Der Verband für Schiffbau und Meerestechnik (VSM) mahnte vor dem Hintergrund der aktuellen Entwicklung des internationalen Schiffbaumarktes ein zügiges industriepolitisches Handeln an, um dem deutschen Schiffbau die nötige Atempause zu verschaffen, damit er seinen weit fortgeschrittenen Umstrukturierungs- und Konsolidierungsprozess erfolgreich abschließen kann. VSM-Vorsitzer Werner Lüken sah den deutschen Schiffbau gut aufgestellt, forderte aber dringlich neben dem aktuellen Krisenmanagement die langfristige Fortsetzung der Zukunftsstrategie »LeaderSHIP Deutschland«. Außerdem müsse die gemeinschaftlich mit Bund, Ländern und Gewerkschaften betriebene Entbürokratisierung der Forschungs- und Innovationsförderung, Intensivierung von Ausbildung und Imagewerbung sowie die Verbesserung von Standort- und Rahmenbedingungen systematisch fortgesetzt werden.
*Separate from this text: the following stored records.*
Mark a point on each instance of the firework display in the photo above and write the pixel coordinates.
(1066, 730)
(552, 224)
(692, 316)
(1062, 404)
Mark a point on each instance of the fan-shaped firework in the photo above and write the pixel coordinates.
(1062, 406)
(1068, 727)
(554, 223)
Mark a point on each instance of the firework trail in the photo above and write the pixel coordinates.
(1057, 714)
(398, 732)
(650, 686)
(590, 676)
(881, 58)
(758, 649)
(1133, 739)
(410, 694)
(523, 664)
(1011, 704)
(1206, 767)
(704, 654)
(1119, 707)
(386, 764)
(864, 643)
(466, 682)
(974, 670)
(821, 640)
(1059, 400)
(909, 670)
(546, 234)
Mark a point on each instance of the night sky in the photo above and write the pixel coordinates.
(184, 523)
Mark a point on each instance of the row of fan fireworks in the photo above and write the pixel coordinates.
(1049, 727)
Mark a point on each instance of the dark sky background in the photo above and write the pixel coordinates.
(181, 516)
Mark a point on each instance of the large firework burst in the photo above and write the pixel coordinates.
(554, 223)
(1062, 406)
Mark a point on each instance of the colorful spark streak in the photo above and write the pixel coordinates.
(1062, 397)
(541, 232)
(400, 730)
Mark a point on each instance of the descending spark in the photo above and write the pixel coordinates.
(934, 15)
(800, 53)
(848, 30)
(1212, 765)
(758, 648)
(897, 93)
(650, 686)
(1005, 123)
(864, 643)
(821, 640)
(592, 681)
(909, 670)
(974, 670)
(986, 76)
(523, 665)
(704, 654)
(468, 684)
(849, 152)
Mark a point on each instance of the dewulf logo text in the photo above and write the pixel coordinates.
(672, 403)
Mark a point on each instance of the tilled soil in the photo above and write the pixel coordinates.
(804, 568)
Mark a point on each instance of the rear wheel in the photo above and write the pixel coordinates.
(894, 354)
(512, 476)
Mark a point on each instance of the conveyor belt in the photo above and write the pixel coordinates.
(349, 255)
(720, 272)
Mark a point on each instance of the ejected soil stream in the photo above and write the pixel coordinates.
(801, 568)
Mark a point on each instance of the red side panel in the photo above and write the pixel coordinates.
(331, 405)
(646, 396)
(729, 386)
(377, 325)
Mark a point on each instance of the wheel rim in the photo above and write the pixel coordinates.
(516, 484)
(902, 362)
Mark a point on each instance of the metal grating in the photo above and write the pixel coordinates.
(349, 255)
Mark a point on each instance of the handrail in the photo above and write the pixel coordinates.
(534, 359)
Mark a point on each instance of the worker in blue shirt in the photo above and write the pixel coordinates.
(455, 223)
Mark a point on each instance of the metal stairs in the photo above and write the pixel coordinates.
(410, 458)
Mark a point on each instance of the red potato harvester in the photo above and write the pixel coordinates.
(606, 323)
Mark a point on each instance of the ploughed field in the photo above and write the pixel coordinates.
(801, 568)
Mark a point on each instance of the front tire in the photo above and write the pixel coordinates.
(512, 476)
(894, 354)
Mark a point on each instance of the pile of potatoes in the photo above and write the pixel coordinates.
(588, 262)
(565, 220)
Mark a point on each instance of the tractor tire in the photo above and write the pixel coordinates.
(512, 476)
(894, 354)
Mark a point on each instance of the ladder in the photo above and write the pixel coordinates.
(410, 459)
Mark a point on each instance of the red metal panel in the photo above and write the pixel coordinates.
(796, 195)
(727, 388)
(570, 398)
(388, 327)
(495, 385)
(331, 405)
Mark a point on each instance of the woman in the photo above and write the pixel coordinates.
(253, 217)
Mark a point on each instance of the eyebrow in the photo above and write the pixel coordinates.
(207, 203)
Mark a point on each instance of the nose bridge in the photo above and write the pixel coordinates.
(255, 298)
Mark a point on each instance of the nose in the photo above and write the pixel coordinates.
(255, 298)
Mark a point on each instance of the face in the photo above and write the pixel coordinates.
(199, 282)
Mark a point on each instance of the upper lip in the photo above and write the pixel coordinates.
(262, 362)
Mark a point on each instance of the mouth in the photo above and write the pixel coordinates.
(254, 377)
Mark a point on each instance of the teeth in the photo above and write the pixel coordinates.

Der Zentralverband der Deutschen Seehafenbetriebe (ZDS) stellte in seinem Resümee heraus, dass die Küstenländer dem Entwurf des Nationalen Hafenkonzepts positiv gegenüberstünden und ihre grundsätzliche Zustimmung dazu signalisiert hätten. Sie seien sich einig, dass alle gemeinsam an der Bewältigung der zukünftigen Herausforderungen mitwirken müssten. Außerdem sei man sich einig darüber gewesen, dass die derzeitige konjunkturelle Abschwächung den grundsätzlichen Trend zur Globalisierung und internationalen Arbeitsteilung nicht umkehren werde. Die Zunahme des Welthandels und des Weltseeverkehrs seien und blieben daher die zentralen Herausforderungen der deutschen Häfen. Die weitere Hafenentwicklung müsse sich deshalb aufgrund der langen Planungs- und Bauzeiten bei den Infrastrukturvorhaben an den mittel- und langfristigen Wachstumsprognosen orientieren und die derzeitige Atempause müsse aus diesem Grund genutzt werden, um die Hafenentwicklungen voranzutreiben und die Hafenanbindungen bedarfsgerecht auszubauen.